Lakshmi Sriram. Photo: S.Srimathi

Lakshmi Sriram. Photo: S.Srimathi  

VOCAL It was two hours of non-stop melody. P.S.KRISHNAMURTI

I n her vocal recital for Connoisseur's Club at Parvathi hall, Dr. Lakshmi Sriram offered a balanced fare to the accompaniment of Anantha Padmanabha on the violin and Thiruvananthapuram Hariharan on mridangam. The Parvathi Hall on Eldams Road can comfortably seat 50 persons.

A bracing Adi tala varnam in Durbar madhyamakalam set the pace for what turned out to be a continuous two-hour flow of melody. Muthuswamy Dikshitar's composition in Raga Malahari in a leisurely Rupaka talam, served as an invocation to Ganesa and as a majestic forerunner to the rest of the performance.

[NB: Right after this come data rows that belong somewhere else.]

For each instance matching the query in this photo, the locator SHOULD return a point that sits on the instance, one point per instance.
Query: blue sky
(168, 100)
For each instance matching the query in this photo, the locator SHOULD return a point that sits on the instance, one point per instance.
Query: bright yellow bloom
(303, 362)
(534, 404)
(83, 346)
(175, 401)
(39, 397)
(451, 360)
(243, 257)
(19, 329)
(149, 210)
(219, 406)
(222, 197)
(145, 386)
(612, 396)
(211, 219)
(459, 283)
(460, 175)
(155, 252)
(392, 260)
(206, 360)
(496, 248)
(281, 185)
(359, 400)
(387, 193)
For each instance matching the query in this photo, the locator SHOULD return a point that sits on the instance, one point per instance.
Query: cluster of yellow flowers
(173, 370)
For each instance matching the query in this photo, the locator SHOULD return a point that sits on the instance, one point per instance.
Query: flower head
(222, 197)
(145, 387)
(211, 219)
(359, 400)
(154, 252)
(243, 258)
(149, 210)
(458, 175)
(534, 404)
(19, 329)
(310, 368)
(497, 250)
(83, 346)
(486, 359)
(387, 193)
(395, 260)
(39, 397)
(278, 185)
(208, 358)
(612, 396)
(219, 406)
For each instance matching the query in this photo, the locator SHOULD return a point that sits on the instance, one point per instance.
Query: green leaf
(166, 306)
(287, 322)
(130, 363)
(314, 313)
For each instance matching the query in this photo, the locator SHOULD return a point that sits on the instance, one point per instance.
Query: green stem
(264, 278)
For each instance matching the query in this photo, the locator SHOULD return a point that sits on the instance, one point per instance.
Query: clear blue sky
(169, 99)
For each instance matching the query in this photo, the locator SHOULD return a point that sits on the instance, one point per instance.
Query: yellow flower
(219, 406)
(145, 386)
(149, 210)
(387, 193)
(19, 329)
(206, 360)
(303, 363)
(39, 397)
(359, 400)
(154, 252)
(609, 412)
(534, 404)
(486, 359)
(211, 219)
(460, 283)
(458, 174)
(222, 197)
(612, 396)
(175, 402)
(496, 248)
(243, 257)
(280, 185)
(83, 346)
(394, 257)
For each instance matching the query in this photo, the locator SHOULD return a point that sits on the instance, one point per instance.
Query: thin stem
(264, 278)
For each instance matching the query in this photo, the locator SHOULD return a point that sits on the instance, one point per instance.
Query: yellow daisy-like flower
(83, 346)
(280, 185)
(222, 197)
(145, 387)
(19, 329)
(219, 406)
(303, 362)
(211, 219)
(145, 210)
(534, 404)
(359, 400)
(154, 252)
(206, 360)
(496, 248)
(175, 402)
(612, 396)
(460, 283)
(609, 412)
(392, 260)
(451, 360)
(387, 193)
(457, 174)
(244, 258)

With a short exchange of kalpanaswaras, this led to a sketching of Janaranjani for Tyagaraja's ‘Vidajala gura' in Adi, concluding with a few kalpanaswaras in duritam. Full justice was done to Suratti alapana in all the three sthayis. The delineation, lasting for nearly 10 minutes, was original in a raga in which one is prone to slip into clichés. Lakshmi's voice could reach the upper panchama effortlessly and sustain it without trailing in power or melody, in a slow or fast pace.

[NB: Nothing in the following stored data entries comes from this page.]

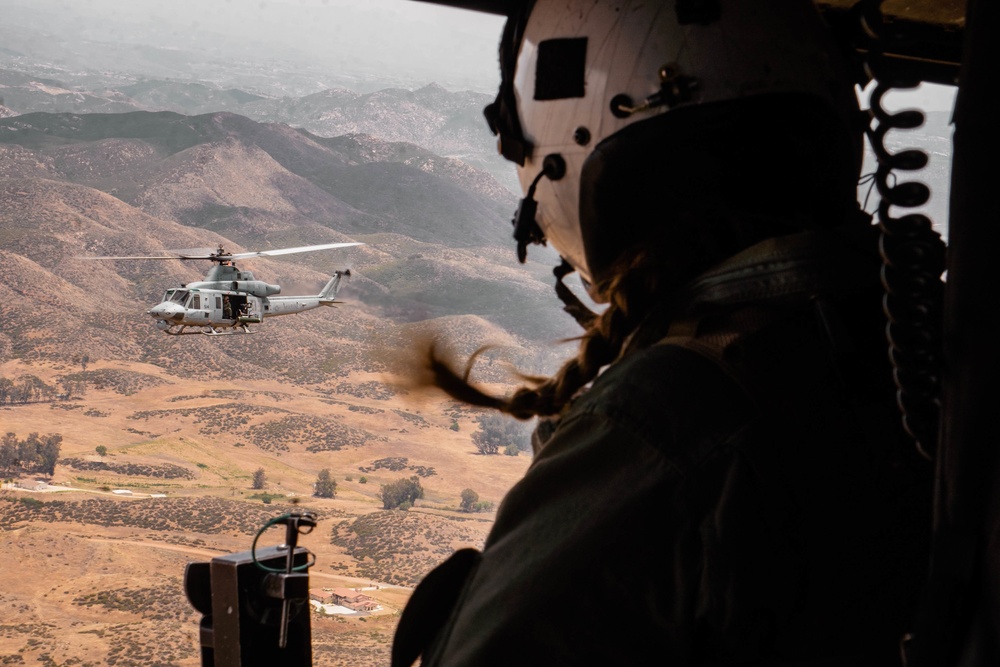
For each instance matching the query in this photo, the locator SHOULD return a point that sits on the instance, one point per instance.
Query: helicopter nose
(167, 311)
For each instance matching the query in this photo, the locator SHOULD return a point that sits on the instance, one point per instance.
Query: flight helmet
(591, 89)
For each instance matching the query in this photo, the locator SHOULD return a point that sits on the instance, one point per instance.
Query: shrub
(469, 500)
(326, 486)
(403, 491)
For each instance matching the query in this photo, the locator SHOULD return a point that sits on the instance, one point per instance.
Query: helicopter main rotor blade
(289, 251)
(144, 257)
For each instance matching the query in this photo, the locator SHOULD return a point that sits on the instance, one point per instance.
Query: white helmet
(576, 72)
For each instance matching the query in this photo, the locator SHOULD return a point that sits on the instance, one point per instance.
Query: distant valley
(161, 435)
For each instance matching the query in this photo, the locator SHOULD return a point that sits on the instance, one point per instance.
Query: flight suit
(736, 489)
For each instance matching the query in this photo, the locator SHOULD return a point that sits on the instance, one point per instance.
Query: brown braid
(641, 291)
(631, 294)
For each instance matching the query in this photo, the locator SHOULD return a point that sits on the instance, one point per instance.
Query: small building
(321, 595)
(352, 599)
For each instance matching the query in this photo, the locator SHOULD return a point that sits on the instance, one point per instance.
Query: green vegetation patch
(161, 471)
(317, 433)
(120, 381)
(207, 515)
(397, 463)
(402, 547)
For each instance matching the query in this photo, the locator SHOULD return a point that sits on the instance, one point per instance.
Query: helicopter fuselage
(228, 300)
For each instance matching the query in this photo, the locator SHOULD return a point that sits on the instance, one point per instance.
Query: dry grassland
(91, 577)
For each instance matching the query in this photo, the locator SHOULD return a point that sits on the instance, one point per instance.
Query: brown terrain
(94, 577)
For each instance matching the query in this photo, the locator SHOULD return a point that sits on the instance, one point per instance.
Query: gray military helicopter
(230, 299)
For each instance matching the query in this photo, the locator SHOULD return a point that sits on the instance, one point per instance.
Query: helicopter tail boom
(328, 296)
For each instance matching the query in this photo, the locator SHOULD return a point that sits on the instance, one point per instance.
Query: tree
(27, 450)
(402, 493)
(8, 452)
(469, 500)
(48, 453)
(497, 432)
(326, 486)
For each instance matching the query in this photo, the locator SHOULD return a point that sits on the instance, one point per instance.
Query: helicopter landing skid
(208, 331)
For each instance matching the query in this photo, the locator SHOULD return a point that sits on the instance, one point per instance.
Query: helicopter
(230, 299)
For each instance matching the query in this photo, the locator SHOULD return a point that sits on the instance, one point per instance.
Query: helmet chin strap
(584, 316)
(526, 229)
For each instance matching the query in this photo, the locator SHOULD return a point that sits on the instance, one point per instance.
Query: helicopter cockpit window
(175, 295)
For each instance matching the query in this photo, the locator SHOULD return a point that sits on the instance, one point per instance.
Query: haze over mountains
(123, 136)
(133, 128)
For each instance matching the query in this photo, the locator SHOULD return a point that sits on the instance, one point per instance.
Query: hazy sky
(395, 38)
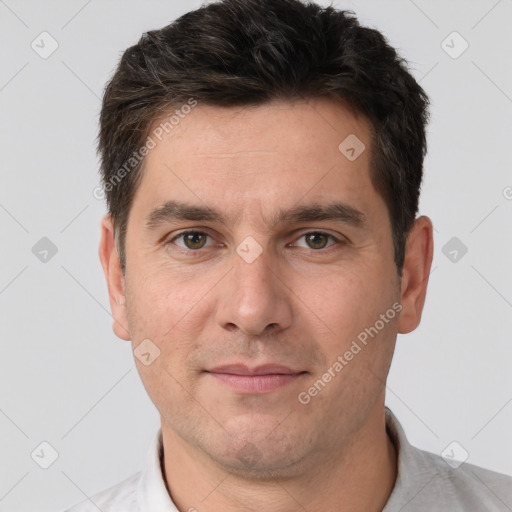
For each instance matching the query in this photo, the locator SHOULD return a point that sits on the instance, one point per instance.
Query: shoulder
(121, 497)
(465, 487)
(427, 481)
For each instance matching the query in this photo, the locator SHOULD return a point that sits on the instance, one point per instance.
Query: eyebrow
(173, 211)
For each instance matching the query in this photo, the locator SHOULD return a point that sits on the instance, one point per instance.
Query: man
(262, 161)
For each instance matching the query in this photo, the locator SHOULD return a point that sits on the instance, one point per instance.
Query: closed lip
(266, 369)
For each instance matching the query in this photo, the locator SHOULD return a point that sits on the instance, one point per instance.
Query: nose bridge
(253, 298)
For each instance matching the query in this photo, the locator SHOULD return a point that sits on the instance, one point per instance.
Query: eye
(318, 240)
(192, 240)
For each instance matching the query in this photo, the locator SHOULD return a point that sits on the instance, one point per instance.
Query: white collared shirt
(425, 483)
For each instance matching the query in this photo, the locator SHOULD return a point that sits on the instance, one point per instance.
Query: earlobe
(115, 279)
(416, 271)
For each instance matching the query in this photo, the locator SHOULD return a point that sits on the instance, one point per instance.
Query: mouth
(259, 380)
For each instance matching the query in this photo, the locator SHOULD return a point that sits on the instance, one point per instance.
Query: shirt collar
(153, 496)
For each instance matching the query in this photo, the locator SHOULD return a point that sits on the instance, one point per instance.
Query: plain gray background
(65, 379)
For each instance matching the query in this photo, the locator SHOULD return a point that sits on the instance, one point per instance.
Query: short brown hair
(250, 52)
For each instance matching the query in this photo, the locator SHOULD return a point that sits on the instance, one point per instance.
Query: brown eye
(192, 240)
(317, 240)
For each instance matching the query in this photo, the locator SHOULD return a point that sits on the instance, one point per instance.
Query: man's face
(251, 312)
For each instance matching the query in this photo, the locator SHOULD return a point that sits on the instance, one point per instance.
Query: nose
(254, 297)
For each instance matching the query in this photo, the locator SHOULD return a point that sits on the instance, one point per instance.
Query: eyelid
(338, 238)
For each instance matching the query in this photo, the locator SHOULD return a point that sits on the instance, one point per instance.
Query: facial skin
(301, 303)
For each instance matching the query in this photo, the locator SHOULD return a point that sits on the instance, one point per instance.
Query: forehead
(256, 158)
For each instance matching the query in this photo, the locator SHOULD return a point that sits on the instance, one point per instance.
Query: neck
(360, 474)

After this, it was again Dikshitar's ‘Kodandarajaya Namaste' in Rupakam in madhyama kalam. Kalpanaswaras figured here too. The only major item with pratimadhyama in Ranjani appeared half an hour after start at this stage. Tyagaraja's ‘Dunmargachara' was taken up for elaboration after a short preface, with a few fast kalpanaswaras. After a long time, one heard Tyagaraja's ‘Tulasi bilva' in Kedaragowla and Adi. Lakshmi introduced the kriti from the anupallavai, taking off at the upper shadja with great power. The kriti was competently rendered with the sanctity that it commanded, and concluded tastefully without the flourish of swaras. After a racy Vasanta came up Bhairavi done in elaborate style. Matching the song, both the vocalist and violinist led the alapana to the upper shadja, to blend into Swati Tirunal's ‘Bhavadeeya Katha.' With niraval and kalpanaswara at ‘Bhava Sagara Tarana,' this phase was delectable, culminating in the thani.

Lakshmi concluded her recital with Gopalakrishna Bharati's ‘Varuvaaro' in Sama and a thillana in Hamsanandi.

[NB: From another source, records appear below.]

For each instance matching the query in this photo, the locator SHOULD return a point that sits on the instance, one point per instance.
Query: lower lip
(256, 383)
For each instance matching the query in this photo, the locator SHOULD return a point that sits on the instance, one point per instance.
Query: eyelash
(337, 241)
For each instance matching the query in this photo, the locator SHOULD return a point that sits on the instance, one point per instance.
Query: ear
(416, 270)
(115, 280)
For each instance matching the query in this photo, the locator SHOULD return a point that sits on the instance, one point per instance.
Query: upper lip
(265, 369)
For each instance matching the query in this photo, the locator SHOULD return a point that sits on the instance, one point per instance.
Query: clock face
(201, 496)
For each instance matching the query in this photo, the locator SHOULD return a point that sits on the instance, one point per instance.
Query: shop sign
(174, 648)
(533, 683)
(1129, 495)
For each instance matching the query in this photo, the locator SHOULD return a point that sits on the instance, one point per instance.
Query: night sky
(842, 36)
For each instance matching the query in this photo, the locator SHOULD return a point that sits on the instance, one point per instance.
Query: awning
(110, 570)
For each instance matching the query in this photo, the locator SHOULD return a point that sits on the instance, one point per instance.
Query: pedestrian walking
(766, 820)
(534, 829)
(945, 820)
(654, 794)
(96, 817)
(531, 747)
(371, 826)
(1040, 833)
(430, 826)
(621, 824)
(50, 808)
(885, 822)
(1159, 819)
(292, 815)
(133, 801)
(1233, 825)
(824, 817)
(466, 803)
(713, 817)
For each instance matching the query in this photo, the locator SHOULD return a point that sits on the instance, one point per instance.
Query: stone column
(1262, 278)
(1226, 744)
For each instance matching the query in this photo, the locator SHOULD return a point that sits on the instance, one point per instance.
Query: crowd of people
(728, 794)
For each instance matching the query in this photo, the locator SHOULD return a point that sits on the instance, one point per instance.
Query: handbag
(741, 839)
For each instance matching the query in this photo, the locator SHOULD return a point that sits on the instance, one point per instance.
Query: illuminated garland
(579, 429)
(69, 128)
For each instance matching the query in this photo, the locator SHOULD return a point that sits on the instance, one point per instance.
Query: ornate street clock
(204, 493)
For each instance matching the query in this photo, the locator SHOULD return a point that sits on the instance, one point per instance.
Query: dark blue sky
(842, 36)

Anantha Padmanabha displayed rich imagination and sensitivity; his playing merged well with the ethos created by the singer. While Hariharan's thani showed good training and skill, his accompanying could do with a little more imagination, which should follow in the years to come.

The acoustics, the traffic outside and rather loud amplification, however, proved deterrents.